Thursday, January 8, 2015

UNDER THE SKY


On a given night in January 2013, in the United States of America, 610,042 people were homeless. 65 percent were living in emergency shelters or transitional housing programs and 35 percent were living in unsheltered locations. 18 percent, (or 109,132) were chronically homeless. Nearly 85 percent (or 92,593) of the chronically homeless were homeless as individuals. Approximately 15 percent (or 16,539) were people in families. 

9 percent (or 57,849) of all homeless in January 2013 were homeless veterans., just under 8 percent of those (4,456) were female. 

Nearly one-quarter (23 percent or 138,149) of all homeless in January of 2013 were children, under the age of 18. Ten percent (or 61,541) were between the ages of 18 and 24, and 67 percent (or 410,352) were 25 years or older. 8 percent of those homeless children (or 46,924) were unaccompanied homeless children and youth, and 13 percent (or 6,197) of those children were under the age of 18.
The 2013 Annual Homeless Assessment Report (AHAR) to Congress
https://www.hudexchange.info/resources/documents/ahar-2013-part1.pdf

The issue of homelessness is different from the plight of the homeless.  And the plight of the homeless is different from the torment of the families and loved ones of the homeless.  I was unravelling those distinctions during the holiday season, as homelessness seemed to find me through three separate channels.

First, our pastor Father Mike Carroll is spearheading a group addressing the issue of homelessness in our northern California town of Auburn.  Winter’s approach adds the seasonal threat of exposure to the daily threat of starvation, giving Father Mike’s work a sense of urgency and giving me an opportunity to counsel him on matters logistical and to encourage him on matters spiritual.  Our talks have been about numbers and dollars, locations and availability, legislators and legalities.
 
Next, I was introduced on Christmas Day to a mother whose homeless son had, within the past 3 months, been found and reunited with his siblings and mother, only to be lost to a death not surrounded by those of his birth family, but rather by his fellow homeless.

Finally, I attended a memorial service given by desert friends whose homeless grandson had lost his life, and whose family connections over the past several years had been intermittent, ever-diminishing, and increasingly non-communicative.

This season has taught me, as I said earlier, that homelessness has many aspects.  The homeless issue, as I relate to Father Mike’s work, is unique in that it is, while noble, relatively nameless and faceless.  The plight of the homeless is quite different, as I saw when I pieced together the stories of both my friends who laid out the puzzle pieces of their loved ones’ lives.  And finally, there was the torment of the families and loved ones left behind.  I thought about how unsettling their thoughts were right after they had lost someone whose life had been so seemingly beleaguered.  I empathized with them as they envisioned how their loved ones had lived... how far from the comfort we enjoy. 

And it was there that lay the real lesson for me.

I recalled the words of the Serenity Prayer: ”God grant me the Serenity to accept the things I cannot change, the Courage to change the things I can, and the Wisdom to know the difference.”  Death in its irrefutable finality surely fell into the “acceptance” category, didn’t it?  It could not be changed.
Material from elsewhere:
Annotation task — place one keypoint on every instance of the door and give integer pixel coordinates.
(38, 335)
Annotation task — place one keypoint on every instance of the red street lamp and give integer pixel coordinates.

Yet I was inspired to search between the lines to find consolation for these grieving friends. What about asking God to grant the courage to change, if not the circumstance of the homeless death of a loved one, to change the way we thought about it?  Might that not lessen the torment and ease the burden?

Think of this - the fathers of our faiths lived, as these and so many others for the last chapter of life, without a real home. Abraham, Moses, Mohammed, Buddha, and Jesus all lived their lives in a nomadic state. Often lonely and mentally strained, they followed their individual calls. They, like every homeless person, lived "Under the Sky." Could we reshape our thinking around that?

New ways of thinking are not always accepted by those in deep grief.  I am 
fortunate that both my friends were receptive and even welcoming of this reshaped view.  Its connotation brought to mind stories they had each heard from others who lived with their loved ones of community, fellowship, routine, purpose, mutual aid, and true contentment. 

I know there are those of you who have lost loved ones who lived once, or live now, Under the Sky.  If they are still living in that lifestyle, I hope that this message will provide for you a paradigm shift.  If they passed away in that state, celebrate in your heart that they are at peace, and find peace yourself in the paraphrased words of the Serenity Prayer. You cannot change what happened to them, but you can change the way you think about it. I hope that brings peace to your heart. 

One final note of hope, from a story told at a memorial for my friend’s grandson:  their community had a daily ping pong competition, well-attended and fiercely-competed. How?  Someone had found a ping pong ball; two cement picnic tables in the park where they had been given space were just close enough to provide two landing areas, and the space between was the imaginary “net;” and for paddles, they used their hands!  They changed what they could, rather than accepting defeat.  They found lasting enjoyment through a shift in perspective.


May there be a lesson there for each of us.